The overall mean number of healthy sextants in the study population was 2.32 ± 2.41 whereas in the children of comparable ages in Rajasthan state it was found to be 3.7 (25). The mean number of sextants affected by bleeding, calculus and shallow pockets were 1.31 ± 1.88, 2.33 ± 2.29 and 0.03 ± 0.18, respectively which is not in accordance to the findings by Jain M et al. (26) where mean number of sextants affected by periodontal disease were higher in the same age group. These differences may be due to reduced IQ level of children with mental retardation which hamper their oral health knowledge. The mean number of healthy sextants was significantly highest among the lower limb disability group (4.53 ± 2.06) stating the finest oral hygiene of the three groups studied. The mean number of sextants affected with bleeding, calculus and pockets were also significantly lowest among lower limb disabled group. The level of periodontal disease was even worse in the group with both upper and lower limb disability signifying their incapability in maintaining their own oral hygiene. Multivariate analysis elicited poor periodontal condition in upper limb disability group (OR= 2.382, 95% CI = 1.037-10.145) and in those with poor oral hygiene status (OR= 2.134, 95% CI = 1.695-26.498). This is in accordance with the findings of study by Karjalainen S et al. (27) where periodontal treatment was more common in subjects with physical inactivity. Moreover a high correlation between poor oral hygiene and the deve-lopment and progression of periodontal disease has been well documented and the role of poor oral hygiene as a risk factor of periodontal disease is well established (28).

The overall poor oral hygiene and periodontal status and a significant effect of limbs involved in disability on the oral hygiene and periodontal status of children who have Poliomyelitis urges for a system that assures a minimum level of human decency care for such children with adequate oversight of their continuing welfare. The highly alarming situation needs immediate attention as their dental health status is related to their social acceptability.
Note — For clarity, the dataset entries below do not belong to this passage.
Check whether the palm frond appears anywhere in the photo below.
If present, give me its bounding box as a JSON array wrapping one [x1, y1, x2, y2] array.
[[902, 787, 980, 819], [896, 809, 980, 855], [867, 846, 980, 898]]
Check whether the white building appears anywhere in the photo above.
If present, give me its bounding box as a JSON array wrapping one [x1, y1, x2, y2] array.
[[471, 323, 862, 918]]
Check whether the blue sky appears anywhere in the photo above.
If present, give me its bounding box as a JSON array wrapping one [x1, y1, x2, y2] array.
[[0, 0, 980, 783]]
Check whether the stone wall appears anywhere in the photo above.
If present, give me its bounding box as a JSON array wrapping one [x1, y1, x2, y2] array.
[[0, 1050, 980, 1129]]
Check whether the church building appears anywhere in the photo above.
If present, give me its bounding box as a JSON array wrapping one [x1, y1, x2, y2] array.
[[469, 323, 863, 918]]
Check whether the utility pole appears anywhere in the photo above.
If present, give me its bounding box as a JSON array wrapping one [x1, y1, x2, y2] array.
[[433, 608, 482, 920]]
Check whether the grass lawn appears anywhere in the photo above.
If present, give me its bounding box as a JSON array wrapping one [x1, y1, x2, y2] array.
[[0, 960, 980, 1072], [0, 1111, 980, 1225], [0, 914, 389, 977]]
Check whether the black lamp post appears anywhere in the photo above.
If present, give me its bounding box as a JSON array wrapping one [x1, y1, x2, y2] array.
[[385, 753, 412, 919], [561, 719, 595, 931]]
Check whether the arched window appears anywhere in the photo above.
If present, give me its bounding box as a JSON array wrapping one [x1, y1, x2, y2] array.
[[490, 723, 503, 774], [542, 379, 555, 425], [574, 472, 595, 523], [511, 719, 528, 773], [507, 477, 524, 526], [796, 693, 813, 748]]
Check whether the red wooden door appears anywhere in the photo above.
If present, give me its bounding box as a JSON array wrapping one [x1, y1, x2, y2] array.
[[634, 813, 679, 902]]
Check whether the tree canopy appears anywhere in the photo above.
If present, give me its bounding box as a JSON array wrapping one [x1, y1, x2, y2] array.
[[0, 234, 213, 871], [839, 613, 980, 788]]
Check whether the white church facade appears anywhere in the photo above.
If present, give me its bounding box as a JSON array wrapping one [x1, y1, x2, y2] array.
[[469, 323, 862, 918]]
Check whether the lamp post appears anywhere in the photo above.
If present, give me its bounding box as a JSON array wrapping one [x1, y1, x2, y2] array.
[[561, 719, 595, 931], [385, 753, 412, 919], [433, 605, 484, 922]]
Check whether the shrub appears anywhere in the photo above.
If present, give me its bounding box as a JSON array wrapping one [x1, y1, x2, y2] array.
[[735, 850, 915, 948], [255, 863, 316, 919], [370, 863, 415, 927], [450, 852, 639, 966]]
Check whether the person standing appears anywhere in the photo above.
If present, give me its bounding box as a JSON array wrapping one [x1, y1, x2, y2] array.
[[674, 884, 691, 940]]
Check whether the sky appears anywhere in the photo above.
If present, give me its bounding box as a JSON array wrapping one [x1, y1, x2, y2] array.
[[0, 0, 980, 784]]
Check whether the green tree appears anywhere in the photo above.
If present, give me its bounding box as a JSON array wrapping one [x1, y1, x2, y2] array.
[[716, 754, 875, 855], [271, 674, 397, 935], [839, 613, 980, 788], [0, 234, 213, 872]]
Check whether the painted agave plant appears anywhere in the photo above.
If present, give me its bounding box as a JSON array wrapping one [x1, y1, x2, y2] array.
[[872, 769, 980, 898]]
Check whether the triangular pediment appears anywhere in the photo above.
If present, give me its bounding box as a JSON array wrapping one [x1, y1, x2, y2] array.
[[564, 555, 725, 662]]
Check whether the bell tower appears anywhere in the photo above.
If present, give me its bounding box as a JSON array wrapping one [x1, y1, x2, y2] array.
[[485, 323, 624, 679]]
A more extensive analysis of the differences in oral health based on physical inability of the subjects with disability is required to be carried out in various populations to provide a baseline data to develop better measures of disease and health, to explain the differences among population groups and to develop interventions targeted at eliminating morbidity.

Even though efforts have been made in the western world to improve the oral health of these less fortunate children, no attention has been directed by the health authorities in India. In our opinion, oral health care should be approached jointly with general health care in order to achieve a more holistic view of the individual’s physiological and psychological well-being.